W swojej katechezie komentował fragment z Pierwszego Listu do Tesaloniczan (1 Tes 5, 4-11). Jego słów w auli Pawła VI wysłuchało około 6 tys. wiernych.
Franciszek przypomniał, że Pierwszy List św. Pawła do Tesaloniczan jest najstarszym pismem Nowego Testamentu, ukazującym entuzjazm i radość, z jaką młoda wspólnota w Salonikach celebruje zmartwychwstanie Pana Jezusa. Jej trudnością było nie tyle uznanie zmartwychwstania Jezusa, ile uwierzenie w zmartwychwstanie umarłych. Dlatego, zdaniem papieża, tekst ten jest wyjątkowo aktualny, gdyż w obliczu zbliżania się naszej śmierci czy też zgonu kogoś bliskiego czujemy, że nasza wiara poddawana jest próbie.
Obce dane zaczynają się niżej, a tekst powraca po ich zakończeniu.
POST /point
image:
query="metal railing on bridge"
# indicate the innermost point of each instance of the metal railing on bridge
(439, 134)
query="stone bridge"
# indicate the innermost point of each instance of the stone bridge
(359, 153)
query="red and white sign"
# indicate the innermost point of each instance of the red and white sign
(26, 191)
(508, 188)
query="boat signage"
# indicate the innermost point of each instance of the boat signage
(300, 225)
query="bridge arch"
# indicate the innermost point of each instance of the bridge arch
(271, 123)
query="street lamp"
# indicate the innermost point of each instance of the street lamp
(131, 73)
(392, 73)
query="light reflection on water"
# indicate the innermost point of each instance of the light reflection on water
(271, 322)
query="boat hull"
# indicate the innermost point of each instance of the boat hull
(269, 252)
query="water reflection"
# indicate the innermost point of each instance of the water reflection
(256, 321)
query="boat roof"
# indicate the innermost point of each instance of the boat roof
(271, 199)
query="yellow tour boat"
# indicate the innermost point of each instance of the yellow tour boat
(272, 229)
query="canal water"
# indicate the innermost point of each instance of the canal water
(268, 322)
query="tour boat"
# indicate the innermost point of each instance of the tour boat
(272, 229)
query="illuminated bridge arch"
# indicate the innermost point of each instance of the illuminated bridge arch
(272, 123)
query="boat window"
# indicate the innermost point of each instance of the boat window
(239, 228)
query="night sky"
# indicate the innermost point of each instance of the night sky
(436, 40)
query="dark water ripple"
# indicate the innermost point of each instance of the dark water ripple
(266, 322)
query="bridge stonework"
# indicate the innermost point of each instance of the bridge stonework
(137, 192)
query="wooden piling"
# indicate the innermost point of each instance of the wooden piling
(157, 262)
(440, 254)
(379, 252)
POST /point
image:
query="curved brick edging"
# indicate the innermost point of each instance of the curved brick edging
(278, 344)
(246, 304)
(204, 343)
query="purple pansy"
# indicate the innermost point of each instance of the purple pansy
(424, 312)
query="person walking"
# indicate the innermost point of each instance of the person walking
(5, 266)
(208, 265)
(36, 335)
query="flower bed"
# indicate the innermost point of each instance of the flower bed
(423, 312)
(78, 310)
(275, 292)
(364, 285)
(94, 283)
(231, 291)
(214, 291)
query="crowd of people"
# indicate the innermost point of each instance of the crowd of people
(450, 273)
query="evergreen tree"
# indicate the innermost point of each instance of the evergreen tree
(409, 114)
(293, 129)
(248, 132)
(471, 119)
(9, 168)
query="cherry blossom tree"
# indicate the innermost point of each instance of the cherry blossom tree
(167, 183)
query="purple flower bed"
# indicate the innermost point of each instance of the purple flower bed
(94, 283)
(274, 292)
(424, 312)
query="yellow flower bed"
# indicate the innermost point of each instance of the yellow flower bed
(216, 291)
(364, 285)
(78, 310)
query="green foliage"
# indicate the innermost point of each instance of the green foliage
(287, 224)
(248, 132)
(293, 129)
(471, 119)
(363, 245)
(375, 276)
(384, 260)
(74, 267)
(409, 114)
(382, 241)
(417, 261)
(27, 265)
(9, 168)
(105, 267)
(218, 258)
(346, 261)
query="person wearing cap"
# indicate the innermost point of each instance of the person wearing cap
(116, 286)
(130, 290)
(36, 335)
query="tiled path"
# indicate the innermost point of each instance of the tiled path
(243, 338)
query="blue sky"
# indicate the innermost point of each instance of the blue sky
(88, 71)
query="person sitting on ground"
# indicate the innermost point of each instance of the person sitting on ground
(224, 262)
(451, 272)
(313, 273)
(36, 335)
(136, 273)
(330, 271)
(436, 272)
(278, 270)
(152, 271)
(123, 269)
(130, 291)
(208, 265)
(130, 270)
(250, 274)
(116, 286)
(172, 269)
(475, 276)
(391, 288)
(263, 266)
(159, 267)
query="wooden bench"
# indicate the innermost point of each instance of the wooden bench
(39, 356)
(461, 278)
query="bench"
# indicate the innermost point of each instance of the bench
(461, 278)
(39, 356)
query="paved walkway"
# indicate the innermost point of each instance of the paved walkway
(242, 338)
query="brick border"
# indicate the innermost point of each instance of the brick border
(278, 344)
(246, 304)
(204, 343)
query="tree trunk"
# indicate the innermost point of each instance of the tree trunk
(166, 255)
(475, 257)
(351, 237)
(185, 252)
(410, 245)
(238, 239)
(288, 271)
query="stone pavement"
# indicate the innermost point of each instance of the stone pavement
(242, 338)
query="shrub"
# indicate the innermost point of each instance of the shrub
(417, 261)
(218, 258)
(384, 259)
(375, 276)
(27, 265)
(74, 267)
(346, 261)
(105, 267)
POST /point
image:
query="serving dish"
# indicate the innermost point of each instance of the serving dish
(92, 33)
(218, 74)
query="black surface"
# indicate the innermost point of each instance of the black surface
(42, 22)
– Paweł w obliczu lęków i niepewności wspólnoty zachęcał, by trzymać się nadziei, wkładając na głowę jak hełm, zwłaszcza w najtrudniejszych doświadczeniach i chwilach naszego życia, "nadzieję zbawienia". To jest właśnie nadzieja chrześcijańska – stwierdził Franciszek.
Charakteryzując nadzieję chrześcijańską wskazał, że jest ona oczekiwaniem na coś, co już zostało dokonane i co na pewno dokona się dla każdego z nas. – Żywienie nadziei oznacza zatem nauczenie się życia w oczekiwaniu. Ale oznacza to serce pokorne, ubogie. Tylko ubogi potrafi oczekiwać. Kto jest już pełen siebie i swoich posiadłości, nie potrafi pokładać swojej ufności w nikim oprócz siebie – powiedział papież.
Podkreślił, że jesteśmy wezwani do modlitwy również za osoby, które kochaliśmy, a które nas opuściły, aby mogły żyć w Chrystusie i być w pełnej komunii z nami.
– Prośmy zatem Pana, aby wychował nasze serce do nadziei w zmartwychwstanie, abyśmy mogli się nauczyć życia w pewnym oczekiwaniu spotkania z Nim, razem ze wszystkimi naszymi bliskimi – zakończył swoją katechezę Franciszek.